Nonostante il dibattito sulla transizione sia iniziata anni fa, è stata costantemente rimandata, ma ora è ufficiale. Il ministero per l’Ambiente, attraverso un decreto apposito, ha stabilito che il passaggio dovrà avvenire entro il 10 gennaio 2024, anche se è previsto un periodo di transizione che si protrarrà fino al 1° aprile 2024.

Il passaggio al mercato libero interesserà circa 9 milioni di utenti nel settore elettrico, che includono famiglie e piccole imprese. Per quanto riguarda il gas, la fine della tutela coinvolgerà una platea di 7 milioni di utenti, che verrà gestita in modi diversi. Al momento, non sono ancora disponibili tutti i dettagli della transizione.

È importante comprendere cosa rischia chi non rispetterà la scadenza, ma ricordiamo che non tutti gli utenti saranno obbligati a passare al mercato libero. Infatti, un aspetto ancora da definire è chi sarà esonerato da questo obbligo, ossia chi rientra nella categoria degli utenti vulnerabili. Questa categoria comprende diversi gruppi di persone.

Chi sarà esonerato dall’obbligo di passare al mercato libero?

Bolletta luce

Saranno esonerati dall’obbligo di passare al mercato libero coloro che si trovano in condizioni economiche svantaggiate, coloro che hanno gravi condizioni di salute che richiedono l’uso di apparecchiature mediche alimentate dall’energia elettrica per il loro sostentamento, le persone con disabilità, gli utenti che vivono in strutture abitative di emergenza a seguito di calamità naturali e gli utenti con un’età superiore a 75 anni.

Tutti gli altri, invece, saranno tenuti ad effettuare il passaggio.
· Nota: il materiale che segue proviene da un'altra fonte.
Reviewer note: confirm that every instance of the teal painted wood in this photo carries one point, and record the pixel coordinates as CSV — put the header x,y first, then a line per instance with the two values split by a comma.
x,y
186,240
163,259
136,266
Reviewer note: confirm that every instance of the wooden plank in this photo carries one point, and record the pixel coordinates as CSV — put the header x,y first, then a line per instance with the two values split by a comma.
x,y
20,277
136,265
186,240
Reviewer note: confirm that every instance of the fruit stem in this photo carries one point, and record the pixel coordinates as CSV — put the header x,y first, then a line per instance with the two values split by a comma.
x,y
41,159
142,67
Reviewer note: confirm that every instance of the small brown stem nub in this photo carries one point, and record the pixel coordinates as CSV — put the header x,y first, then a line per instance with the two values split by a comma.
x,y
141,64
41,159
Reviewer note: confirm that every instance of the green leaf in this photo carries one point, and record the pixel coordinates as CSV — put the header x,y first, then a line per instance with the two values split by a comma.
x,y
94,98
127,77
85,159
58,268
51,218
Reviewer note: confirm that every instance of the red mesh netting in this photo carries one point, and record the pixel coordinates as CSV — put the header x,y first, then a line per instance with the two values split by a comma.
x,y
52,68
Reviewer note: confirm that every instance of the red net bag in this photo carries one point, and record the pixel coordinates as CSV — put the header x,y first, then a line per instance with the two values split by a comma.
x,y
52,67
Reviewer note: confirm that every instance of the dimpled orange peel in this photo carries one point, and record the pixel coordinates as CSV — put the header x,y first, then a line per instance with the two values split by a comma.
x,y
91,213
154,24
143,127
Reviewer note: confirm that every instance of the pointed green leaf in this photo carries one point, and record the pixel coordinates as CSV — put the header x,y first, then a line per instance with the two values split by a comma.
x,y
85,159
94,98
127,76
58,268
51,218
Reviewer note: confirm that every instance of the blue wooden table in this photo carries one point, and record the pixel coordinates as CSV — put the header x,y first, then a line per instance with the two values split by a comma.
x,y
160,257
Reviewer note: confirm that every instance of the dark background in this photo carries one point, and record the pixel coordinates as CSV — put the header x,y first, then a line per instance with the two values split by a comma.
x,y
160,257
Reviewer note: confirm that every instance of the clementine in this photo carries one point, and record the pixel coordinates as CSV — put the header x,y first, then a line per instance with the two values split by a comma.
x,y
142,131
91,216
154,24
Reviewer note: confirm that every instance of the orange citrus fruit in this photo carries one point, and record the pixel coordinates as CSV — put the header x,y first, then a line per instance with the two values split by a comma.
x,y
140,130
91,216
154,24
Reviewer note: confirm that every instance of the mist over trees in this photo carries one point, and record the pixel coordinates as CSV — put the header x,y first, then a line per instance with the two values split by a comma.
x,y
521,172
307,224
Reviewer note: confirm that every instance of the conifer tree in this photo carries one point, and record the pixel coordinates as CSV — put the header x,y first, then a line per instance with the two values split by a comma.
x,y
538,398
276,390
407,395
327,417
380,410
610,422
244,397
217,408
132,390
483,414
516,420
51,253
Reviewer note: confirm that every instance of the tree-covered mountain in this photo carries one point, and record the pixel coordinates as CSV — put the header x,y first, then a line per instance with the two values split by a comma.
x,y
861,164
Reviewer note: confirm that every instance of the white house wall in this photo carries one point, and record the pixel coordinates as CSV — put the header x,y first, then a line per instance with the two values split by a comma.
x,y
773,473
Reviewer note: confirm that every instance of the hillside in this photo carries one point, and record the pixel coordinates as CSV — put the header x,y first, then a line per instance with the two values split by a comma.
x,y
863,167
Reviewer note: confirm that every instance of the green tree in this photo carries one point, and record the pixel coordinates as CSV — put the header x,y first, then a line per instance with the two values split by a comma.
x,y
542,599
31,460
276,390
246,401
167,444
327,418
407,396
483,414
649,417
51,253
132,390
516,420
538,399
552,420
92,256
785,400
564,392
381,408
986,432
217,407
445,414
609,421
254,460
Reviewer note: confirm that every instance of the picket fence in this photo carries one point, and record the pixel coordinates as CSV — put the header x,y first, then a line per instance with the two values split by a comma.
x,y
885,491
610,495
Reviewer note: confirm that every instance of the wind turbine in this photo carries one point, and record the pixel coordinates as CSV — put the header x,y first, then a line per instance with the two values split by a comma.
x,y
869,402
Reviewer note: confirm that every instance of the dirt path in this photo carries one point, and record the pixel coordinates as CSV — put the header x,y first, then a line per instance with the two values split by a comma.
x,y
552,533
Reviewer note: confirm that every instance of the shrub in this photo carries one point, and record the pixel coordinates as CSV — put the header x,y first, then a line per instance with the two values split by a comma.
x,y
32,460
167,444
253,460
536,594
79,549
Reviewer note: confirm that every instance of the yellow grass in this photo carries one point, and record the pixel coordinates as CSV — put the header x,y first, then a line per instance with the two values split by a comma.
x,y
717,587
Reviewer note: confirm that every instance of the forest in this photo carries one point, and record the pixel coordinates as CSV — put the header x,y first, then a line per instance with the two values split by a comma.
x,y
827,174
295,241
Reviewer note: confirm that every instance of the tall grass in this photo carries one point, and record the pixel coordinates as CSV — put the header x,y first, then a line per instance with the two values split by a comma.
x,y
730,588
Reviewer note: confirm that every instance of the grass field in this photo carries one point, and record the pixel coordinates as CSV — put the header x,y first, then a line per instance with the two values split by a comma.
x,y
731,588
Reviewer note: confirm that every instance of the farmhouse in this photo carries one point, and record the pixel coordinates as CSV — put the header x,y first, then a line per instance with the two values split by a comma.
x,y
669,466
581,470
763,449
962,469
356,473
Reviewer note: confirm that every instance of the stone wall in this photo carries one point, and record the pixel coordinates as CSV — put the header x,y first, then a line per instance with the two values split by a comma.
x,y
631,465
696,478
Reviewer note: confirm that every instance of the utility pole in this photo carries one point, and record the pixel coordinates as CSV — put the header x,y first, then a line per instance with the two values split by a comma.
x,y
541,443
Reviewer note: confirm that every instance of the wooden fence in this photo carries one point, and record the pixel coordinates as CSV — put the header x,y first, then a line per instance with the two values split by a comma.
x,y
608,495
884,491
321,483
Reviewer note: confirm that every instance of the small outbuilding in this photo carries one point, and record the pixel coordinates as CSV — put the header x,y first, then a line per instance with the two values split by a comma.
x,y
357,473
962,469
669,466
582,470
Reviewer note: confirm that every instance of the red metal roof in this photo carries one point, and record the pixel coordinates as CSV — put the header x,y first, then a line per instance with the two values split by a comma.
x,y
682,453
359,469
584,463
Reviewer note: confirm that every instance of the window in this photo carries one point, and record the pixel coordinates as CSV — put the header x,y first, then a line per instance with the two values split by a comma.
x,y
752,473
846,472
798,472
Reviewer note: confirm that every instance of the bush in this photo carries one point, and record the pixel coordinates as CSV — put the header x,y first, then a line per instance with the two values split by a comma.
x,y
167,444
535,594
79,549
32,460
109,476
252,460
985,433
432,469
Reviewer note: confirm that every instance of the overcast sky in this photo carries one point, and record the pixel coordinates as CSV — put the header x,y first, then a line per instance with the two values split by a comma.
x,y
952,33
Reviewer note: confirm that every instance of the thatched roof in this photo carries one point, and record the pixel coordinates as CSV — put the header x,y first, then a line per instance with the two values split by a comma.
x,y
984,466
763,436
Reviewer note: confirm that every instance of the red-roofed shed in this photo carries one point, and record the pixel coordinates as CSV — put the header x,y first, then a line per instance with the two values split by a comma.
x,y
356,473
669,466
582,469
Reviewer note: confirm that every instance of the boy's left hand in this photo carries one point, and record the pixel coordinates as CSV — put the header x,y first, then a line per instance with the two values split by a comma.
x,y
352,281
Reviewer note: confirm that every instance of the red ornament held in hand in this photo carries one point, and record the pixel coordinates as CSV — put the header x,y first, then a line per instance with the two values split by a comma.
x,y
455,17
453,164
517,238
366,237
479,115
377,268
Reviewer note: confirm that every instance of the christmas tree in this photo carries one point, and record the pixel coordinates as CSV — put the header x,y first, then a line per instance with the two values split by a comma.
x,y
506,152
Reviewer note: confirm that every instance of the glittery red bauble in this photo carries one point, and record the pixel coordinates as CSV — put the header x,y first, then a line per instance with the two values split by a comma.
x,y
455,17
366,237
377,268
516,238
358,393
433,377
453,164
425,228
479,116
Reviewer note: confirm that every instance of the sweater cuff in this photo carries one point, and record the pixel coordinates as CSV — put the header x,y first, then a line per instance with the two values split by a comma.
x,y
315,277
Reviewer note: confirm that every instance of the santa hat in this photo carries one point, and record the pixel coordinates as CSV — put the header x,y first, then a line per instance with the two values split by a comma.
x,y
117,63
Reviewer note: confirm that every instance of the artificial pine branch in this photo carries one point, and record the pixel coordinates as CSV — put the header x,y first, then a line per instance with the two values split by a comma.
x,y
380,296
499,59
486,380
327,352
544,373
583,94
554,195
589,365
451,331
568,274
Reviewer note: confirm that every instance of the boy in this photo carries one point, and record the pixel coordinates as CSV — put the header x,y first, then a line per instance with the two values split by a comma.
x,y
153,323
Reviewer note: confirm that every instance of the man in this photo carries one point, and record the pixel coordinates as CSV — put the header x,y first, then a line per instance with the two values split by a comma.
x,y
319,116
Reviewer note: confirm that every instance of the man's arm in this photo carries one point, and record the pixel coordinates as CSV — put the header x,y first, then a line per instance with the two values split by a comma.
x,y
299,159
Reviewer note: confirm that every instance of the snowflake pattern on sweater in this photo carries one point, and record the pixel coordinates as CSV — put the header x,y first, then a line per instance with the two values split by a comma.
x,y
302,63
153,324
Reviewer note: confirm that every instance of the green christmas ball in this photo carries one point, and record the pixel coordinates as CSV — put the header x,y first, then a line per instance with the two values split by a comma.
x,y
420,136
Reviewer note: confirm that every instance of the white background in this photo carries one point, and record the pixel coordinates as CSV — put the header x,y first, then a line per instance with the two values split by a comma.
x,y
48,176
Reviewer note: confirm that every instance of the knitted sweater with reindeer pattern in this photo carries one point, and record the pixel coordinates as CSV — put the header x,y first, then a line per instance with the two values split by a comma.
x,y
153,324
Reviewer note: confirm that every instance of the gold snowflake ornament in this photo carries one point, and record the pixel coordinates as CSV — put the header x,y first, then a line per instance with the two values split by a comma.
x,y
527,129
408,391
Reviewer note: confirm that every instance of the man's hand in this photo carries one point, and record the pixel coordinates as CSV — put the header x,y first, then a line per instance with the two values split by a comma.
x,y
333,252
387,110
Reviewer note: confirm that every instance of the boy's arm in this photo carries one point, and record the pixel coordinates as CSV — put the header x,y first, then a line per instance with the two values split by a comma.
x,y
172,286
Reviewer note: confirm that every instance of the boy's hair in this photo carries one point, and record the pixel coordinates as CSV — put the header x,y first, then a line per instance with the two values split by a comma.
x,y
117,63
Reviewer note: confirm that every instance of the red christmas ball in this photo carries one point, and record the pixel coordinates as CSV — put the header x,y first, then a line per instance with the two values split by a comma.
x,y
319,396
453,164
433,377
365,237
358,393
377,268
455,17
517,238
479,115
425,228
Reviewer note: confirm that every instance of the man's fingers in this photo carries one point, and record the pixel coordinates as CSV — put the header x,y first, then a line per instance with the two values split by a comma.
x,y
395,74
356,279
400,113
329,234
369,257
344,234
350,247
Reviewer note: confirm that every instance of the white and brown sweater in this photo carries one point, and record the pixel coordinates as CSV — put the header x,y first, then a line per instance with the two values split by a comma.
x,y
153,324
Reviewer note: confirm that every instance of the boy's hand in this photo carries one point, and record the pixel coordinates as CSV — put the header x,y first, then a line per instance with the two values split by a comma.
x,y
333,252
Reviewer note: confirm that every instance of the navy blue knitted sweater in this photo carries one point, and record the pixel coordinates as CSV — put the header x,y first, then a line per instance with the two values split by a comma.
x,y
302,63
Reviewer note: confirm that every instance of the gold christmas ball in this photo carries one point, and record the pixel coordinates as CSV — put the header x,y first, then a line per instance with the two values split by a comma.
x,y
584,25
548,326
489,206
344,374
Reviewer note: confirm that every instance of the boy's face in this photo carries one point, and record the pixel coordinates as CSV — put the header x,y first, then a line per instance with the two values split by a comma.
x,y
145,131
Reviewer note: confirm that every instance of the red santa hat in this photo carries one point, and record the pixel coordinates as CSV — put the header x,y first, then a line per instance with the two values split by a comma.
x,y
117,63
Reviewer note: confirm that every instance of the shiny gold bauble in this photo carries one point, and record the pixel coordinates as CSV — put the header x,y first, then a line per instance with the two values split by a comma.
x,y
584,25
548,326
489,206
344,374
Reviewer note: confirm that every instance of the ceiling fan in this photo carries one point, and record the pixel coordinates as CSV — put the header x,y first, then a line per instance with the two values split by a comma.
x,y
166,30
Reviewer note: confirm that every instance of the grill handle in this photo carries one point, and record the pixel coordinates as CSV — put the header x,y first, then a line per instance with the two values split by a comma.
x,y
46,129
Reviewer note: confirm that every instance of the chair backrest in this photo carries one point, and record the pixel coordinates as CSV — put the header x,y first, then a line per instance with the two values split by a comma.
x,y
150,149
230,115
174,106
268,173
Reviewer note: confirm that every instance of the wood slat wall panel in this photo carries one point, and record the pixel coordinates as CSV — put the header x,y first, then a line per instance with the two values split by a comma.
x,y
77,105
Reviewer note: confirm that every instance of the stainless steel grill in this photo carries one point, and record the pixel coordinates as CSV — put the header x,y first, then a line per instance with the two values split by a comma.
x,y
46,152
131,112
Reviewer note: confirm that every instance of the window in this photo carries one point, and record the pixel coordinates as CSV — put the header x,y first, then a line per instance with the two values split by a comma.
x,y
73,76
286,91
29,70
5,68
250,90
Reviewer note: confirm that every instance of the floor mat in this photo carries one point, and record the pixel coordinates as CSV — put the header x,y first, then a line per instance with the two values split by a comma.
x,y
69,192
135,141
Secondo le stime, nel settore elettrico i non vulnerabili dovrebbero essere tra i 5-6 milioni su un totale di 9 milioni di utenti, mentre per il settore del gas dovrebbero essere tra i 4-5 milioni su un totale di 7 milioni di utenti.

Il passaggio obbligatorio al mercato libero per tutti gli utenti non vulnerabili che attualmente si trovano nel regime di tutela è stabilito nel decreto del ministero per l’Ambiente. La scadenza per effettuare il passaggio è il 10 gennaio 2024, con un periodo transitorio previsto fino al 1° aprile 2024.

Cosa succede a chi non passa al mercato libero nonostante l’obbligo?

Chi non rispetterà questa scadenza rischia di essere “assegnato” ad altri operatori tramite procedure competitive gestite dall’Acquirente unico. Gli utenti del regime tutelato per l’energia elettrica che non effettueranno il passaggio saranno quindi gestiti da questi nuovi operatori che forniranno un servizio a tutele graduali.

Le condizioni economiche di questo servizio a tutele graduali devono ancora essere definite e l’Arera ha avviato una consultazione in merito, che si concluderà il 12 giugno. Tuttavia, è certo che anche il servizio a tutele graduali avrà una scadenza, e non potrà essere erogato per più di tre anni.

A partire dal 1° aprile 2027, il servizio a tutele graduali cesserà e i clienti saranno costretti a scegliere se passare a un altro operatore o optare per l’offerta di libero mercato dell’operatore che ha fornito le tutele graduali. Nel caso in cui gli utenti non esprimano una preferenza, rimarranno con l’operatore del servizio a tutele graduali offrendo l’offerta di mercato libero più conveniente.

In ogni caso, diventa fondamentale per gli utenti essere più responsabili riguardo alle bollette e essere consapevoli delle offerte dei fornitori di energia. A fine giugno 2023, scadranno alcuni obblighi per i fornitori privati di energia, tra cui quello di non apportare modifiche unilaterali ai contratti, cosa che potrebbe creare difficoltà per alcune famiglie.

Questi cambiamenti futuri richiederanno agli utenti di essere più attenti e informati per prendere decisioni consapevoli nel settore energetico.